The chart to the left shows where in the sky you can find this galaxy; it is in the constellation Andromeda, and at a location close to 45 degrees latitude passes almost dead overhead around 4am in late summer (this makes it a great area of the sky to image when the weather is good). The orange rectangle in the center of the chart shows the actual field of view of the image.
I compiled a list of all of the catalogued galaxies in the field of view and manually labelled all of them using Photoshop on the final image. This required dividing the image into grid areas, printing out star charts corresponding to each of the grid squares and labelling each one in turn.
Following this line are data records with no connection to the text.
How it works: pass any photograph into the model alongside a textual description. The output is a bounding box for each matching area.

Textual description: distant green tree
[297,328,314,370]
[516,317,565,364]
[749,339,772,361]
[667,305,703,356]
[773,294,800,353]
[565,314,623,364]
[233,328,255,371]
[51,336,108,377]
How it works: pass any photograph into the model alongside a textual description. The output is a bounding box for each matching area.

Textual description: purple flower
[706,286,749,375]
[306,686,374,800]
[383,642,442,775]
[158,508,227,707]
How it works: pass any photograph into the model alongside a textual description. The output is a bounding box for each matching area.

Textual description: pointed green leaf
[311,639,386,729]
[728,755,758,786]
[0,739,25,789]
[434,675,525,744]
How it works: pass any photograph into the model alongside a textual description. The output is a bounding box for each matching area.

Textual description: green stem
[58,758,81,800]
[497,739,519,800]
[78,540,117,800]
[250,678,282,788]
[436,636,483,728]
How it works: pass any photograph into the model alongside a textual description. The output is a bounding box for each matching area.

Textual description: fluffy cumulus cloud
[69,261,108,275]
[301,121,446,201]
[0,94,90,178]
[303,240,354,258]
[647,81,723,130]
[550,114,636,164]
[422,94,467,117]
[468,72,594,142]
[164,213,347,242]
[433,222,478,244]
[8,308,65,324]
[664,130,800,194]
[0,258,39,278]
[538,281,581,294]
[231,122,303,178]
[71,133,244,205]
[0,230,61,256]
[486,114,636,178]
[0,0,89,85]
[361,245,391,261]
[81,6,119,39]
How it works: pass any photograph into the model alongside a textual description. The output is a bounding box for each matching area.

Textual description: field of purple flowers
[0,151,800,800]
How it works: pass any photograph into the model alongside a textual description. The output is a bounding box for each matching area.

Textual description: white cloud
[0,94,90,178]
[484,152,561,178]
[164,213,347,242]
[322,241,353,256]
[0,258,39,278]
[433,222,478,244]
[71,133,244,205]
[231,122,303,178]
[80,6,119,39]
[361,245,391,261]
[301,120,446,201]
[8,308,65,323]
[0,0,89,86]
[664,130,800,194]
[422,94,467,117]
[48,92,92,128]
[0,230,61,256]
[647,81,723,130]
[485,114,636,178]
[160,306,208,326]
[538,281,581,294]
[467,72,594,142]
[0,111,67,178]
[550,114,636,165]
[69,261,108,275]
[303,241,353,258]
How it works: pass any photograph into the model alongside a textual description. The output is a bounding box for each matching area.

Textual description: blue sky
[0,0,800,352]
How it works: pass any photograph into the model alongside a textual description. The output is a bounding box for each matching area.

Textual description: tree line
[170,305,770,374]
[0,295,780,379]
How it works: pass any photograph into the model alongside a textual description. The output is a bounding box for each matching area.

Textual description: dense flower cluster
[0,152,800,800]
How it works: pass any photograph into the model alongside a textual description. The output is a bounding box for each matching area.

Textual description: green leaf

The chart on the right shows what the catalogs (NGC, UGC and PGC) show as being in the field of view. To create this chart, I disabled everything except the UGC and PGC catalogs, so every object shown here is a galaxy.
Somewhat surprisingly, going through the whole image and manually labeling everything only took a couple of hours to complete, and I think this yielded a much better result than any automated labeling program would provide. In all there are 175 labelled galaxies in the image. I have a higher resolution version of this printed out on a 30″ x 20″ poster, which makes it a lot easier to read the labels.
Notably, there are many galaxies in the background that are clearly visible but have no catalog entry. I was surprised at the lack of available data on these objects; for the most part, there is no published measurement of distance based on redshift. This might be an interesting project to generate some original publishable data.